Nobel-Prize winning economist, Joesph Stiglitz, has an article in Politico today titled The vicious cycle of economic inequality. In it, he argues that the extreme inequality this nation has endured the last few decades is undermining our entire society and that we face a decision point now. He explains how our economic elites are rigging the system, turning it into "one dollar, one vote." In parts I do not quote here, he talks about rent seeking and explains more about how inequality is bad for economic growth. The entire article is worth reading. Here are some highlights.
Inequality is now far higher than just 30 years ago. The top 1 percent today gets around 20 percent of the nation’s income — twice what it did two decades ago. The top 0.1 percent’s share has almost tripled. Disparities in wealth are even greater.
But inequality, especially of the U.S. variety, is bad for growth.
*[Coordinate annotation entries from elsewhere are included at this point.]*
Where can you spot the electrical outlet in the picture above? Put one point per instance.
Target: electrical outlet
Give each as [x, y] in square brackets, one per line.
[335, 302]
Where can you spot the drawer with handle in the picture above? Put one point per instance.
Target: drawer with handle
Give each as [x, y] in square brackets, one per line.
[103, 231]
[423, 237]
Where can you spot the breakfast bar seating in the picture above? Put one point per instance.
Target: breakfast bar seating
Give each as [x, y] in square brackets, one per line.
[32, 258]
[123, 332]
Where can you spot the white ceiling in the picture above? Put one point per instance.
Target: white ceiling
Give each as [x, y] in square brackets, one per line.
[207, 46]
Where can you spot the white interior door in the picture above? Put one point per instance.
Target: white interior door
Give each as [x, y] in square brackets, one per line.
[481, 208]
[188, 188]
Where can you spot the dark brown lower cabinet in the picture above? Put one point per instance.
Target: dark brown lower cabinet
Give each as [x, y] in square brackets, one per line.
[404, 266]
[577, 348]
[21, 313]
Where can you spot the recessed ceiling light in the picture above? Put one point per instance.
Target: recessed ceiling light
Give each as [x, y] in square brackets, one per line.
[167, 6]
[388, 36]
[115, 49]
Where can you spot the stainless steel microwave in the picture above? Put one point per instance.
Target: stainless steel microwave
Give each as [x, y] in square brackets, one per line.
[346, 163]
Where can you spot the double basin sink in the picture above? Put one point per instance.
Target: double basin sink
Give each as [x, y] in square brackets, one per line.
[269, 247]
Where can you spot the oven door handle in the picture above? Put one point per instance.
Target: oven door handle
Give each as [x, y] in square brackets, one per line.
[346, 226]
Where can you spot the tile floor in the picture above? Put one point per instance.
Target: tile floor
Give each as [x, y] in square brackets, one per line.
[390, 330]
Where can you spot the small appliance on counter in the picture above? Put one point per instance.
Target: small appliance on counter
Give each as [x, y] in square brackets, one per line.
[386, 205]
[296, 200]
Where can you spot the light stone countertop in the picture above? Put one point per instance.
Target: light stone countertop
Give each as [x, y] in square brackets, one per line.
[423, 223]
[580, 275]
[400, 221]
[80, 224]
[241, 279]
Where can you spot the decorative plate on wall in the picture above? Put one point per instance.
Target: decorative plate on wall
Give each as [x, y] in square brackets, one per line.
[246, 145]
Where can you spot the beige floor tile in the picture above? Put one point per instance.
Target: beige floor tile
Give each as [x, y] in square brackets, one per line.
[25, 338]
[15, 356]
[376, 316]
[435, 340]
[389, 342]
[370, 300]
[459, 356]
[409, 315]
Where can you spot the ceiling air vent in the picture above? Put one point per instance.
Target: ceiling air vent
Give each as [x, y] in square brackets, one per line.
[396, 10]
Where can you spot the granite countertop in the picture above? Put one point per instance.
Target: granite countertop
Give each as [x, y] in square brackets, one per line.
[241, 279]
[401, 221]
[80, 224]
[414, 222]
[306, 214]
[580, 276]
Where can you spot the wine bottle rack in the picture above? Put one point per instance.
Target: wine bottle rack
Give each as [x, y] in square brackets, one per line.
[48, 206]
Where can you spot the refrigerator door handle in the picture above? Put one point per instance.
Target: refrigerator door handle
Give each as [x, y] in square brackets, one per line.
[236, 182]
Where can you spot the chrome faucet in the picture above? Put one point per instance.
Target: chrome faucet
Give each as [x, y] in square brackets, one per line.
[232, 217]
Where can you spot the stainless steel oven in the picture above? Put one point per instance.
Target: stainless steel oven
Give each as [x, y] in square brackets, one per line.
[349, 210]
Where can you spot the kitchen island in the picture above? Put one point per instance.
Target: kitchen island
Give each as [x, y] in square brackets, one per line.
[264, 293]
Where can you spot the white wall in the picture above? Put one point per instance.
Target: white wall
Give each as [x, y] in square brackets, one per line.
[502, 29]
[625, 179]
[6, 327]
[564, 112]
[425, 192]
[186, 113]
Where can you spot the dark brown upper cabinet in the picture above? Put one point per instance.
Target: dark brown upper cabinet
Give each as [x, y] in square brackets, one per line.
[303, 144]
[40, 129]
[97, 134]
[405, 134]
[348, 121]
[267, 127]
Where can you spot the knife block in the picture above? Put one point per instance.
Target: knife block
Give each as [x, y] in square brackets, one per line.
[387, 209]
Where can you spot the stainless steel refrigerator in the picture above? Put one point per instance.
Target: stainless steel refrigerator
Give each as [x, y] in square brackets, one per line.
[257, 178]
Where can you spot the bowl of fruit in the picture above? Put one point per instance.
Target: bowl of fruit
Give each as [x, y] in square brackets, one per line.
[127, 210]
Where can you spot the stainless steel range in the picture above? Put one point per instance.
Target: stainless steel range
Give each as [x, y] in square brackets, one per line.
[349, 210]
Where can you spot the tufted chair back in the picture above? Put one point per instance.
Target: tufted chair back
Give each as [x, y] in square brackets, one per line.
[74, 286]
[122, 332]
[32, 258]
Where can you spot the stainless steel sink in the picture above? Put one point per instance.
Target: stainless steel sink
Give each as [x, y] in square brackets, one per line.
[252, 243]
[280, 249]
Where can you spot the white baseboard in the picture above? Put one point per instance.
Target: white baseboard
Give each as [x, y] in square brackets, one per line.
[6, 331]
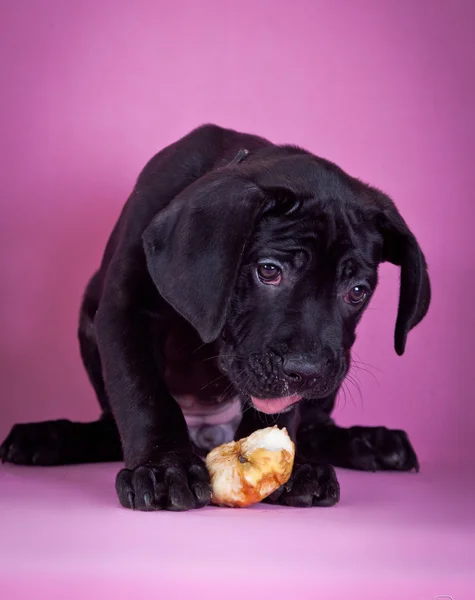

The country grew faster in the decades after World War II — when it was also growing together, with all groups seeing increases in income. But those at the bottom were growing the most.
By comparison, growth since 1980 has been slower, as the share of the bottom and middle has diminished. That means that those in the middle, ordinary Americans who work for a living, let alone those at the bottom, are getting a smaller slice of a pie that is smaller than if we had continued growing as we did postwar. The net result is disheartening: Most Americans are worse off today than they were 15 years ago.
Our system would increasingly be better described as one dollar, one vote rather than one person, one vote — as the effects of campaign contributions, lobbying, revolving doors and disenfranchisement all take their toll.
Economic inequality feeds into inequalities of political power, leading to still more economic inequality. The U.S. is headed down the path that so many dysfunctional societies have traveled — divided societies in which the rich and poor live in different worlds. The rich residing in gated communities, with their own parks and schools.
There is an alternative. But will our politics allow it? Will those at the top come to realize that a house divided against itself cannot stand — that this level of inequality is not in their enlightened self-interest?
Or will the vast majority of Americans finally realize that they have been sold a bill of goods — trickle-down economics has never worked and is especially not working today.
In other periods of our history, when inequalities and injustices grew to the breaking point, America changed course. The question is: Will we do so again?
What world do you want to live in? Which side are you on?
We still have votes. The question is whether many of us will use those votes in our own interest or support the rising inequality as it consumes our lives.